It’s been approximately 72 hours since we landed on the island of Grenada. Yesterday my husband’s boss organised a road tour of the island for us, with our very own personal guide, Raymond. Raymond is native to Grenada and owns a company which organises tours for some of the large travel operators.
We set off in Raymond’s jeep at about 11.30am for St George. St George is the capital of Grenada, but the size of a small town by global comparison. If you suffer with car sickness, take some tablets before embarking on any road journey here. There are enough hairpin bends to make Lewis Hamilton proud, and steep roads with vertigo-inducing inclines, making Grenada the place motion sickness nightmares are made of. Luckily my husband and I aren’t sufferers, and the drivers don’t seem to pull the death-defying stunts I’ve seen in other places.
Port Louis in St George offers an impressive harbour, with boats of varying degrees of grandiose. The harbour is framed by low hills, dotted with pretty pastel buildings in assorted shades of marshmallow. The juxtaposition of the buildings, cerulean water and glistening-white sailing vessels make for a postcard-perfect scene.
After leaving St George for the more rural parish of St John, the terrain became significantly more winding and soon we were in the hills, surrounded by lush greenery. Raymond pointed out an abundance of biodiversity including cotton and eucalyptus trees, nutmeg plants, and cocoa, clove and banana trees amongst the landscape. Affectionately nicknamed The Spice Isle, we learnt that Grenada is the second largest exporter of Nutmeg in the world, just behind Indonesia. Raymond explained that Grenada’s landscape is ripe with agricultural opportunities, but the younger generation snub the farming profession in favour of more socially prestigious fields, such as law and medicine. The demands of the rugged landscape also require outmoded machinery, which is physically taxing. As a result the average age of a Grenadian farmer is now 57 years old.

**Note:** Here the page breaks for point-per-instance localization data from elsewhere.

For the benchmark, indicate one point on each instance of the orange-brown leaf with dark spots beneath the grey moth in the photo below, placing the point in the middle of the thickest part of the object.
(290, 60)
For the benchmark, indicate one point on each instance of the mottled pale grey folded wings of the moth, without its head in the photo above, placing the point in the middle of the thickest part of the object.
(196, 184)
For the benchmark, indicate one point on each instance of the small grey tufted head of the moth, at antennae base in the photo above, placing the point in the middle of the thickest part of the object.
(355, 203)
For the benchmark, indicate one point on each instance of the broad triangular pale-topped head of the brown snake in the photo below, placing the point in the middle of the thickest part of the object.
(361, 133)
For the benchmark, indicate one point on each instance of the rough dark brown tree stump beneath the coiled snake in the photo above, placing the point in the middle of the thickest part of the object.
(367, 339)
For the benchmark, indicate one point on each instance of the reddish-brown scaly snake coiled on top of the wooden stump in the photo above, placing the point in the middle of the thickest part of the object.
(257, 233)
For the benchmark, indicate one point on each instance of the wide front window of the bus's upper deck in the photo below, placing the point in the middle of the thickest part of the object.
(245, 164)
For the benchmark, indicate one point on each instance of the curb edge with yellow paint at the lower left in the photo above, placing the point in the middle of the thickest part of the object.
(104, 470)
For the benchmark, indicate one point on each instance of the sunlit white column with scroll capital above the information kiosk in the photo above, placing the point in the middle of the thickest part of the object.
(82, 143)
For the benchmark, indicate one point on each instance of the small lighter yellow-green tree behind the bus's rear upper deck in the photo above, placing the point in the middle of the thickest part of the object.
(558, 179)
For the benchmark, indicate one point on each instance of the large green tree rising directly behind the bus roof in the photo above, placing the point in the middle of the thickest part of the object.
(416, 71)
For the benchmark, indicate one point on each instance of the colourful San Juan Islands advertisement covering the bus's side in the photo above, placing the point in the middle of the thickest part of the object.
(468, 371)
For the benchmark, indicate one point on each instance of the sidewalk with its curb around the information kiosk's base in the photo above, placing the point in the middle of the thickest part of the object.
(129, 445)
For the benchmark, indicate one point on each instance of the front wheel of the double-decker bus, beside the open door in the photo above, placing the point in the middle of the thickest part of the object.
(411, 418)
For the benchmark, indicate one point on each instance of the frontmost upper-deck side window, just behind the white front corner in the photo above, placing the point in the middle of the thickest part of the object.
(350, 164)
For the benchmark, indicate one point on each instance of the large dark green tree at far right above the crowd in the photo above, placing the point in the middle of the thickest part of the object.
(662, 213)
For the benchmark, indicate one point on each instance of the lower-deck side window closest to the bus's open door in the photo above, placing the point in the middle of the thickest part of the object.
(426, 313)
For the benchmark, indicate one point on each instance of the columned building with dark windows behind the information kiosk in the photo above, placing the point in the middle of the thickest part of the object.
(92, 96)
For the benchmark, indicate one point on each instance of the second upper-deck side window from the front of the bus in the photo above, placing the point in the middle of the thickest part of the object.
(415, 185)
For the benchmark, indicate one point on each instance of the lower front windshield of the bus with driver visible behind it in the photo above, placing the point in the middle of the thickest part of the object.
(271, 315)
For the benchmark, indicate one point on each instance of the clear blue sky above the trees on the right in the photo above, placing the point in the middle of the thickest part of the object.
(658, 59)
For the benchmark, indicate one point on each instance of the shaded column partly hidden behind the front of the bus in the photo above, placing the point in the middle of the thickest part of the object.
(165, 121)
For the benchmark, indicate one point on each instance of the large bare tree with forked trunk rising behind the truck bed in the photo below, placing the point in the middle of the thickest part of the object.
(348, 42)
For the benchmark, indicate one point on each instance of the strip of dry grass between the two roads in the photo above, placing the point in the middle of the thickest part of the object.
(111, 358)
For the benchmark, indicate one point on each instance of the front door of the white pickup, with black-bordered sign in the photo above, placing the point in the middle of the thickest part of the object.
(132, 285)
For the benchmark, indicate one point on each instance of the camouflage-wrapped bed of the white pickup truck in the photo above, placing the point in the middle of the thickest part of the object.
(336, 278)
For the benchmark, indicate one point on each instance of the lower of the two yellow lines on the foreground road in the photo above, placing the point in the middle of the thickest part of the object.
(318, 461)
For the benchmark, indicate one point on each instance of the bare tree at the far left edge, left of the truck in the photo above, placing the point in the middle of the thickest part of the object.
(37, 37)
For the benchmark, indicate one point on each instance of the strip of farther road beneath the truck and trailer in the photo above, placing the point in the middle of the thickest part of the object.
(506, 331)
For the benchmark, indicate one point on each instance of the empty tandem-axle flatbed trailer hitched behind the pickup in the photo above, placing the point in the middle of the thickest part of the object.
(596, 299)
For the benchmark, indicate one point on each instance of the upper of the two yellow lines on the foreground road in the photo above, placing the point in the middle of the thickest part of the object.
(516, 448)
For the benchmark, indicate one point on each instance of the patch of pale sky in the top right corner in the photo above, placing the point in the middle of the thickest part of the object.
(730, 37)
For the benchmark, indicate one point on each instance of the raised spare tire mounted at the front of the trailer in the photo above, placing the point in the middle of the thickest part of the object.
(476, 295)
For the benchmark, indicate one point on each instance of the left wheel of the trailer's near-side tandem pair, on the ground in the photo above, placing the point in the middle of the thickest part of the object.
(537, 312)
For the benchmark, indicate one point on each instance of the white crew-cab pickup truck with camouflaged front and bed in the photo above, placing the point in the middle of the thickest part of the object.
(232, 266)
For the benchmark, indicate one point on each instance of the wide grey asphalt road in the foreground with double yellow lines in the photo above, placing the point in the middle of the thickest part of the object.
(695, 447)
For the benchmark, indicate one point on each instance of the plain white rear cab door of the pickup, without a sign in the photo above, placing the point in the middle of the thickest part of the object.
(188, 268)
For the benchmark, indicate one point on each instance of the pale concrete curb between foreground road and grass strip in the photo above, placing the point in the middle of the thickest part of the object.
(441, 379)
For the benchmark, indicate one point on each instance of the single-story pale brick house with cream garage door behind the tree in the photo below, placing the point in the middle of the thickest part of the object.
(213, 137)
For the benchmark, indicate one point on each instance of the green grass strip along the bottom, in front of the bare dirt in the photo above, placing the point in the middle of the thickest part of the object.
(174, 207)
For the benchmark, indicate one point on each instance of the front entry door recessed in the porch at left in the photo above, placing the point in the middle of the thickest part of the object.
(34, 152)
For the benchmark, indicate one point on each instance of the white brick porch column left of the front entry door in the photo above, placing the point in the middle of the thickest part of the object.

I had very few preconceived ideas of Grenada before arriving here but what I did believe was that it was miniscule. Whilst tiny compared to Jamaica or the Dominican Republic, our drive took the best part of the day and didn’t even begin to cover the perimeters of the island. Offering beaches of powder white sand, unspoilt rainforest and rustic fishing villages, Grenada is certainly diverse and it deserves it’s starring name amongst the Caribbean’s top holiday destinations. Indeed, Morgan Freeman and Oprah Winfrey have fallen in love with the island’s charms and both own property here.
Despite a flourishing real estate and tourism industry, Grenada is largely unspoilt due to government regulation which designates that certain land only be used for agricultural purposes. This is perhaps one of the country’s biggest draws. A warm tropical climate, placated by northeast trade winds, welcoming locals and varied landscape all make for what I’m sure will be an unforgettable stay.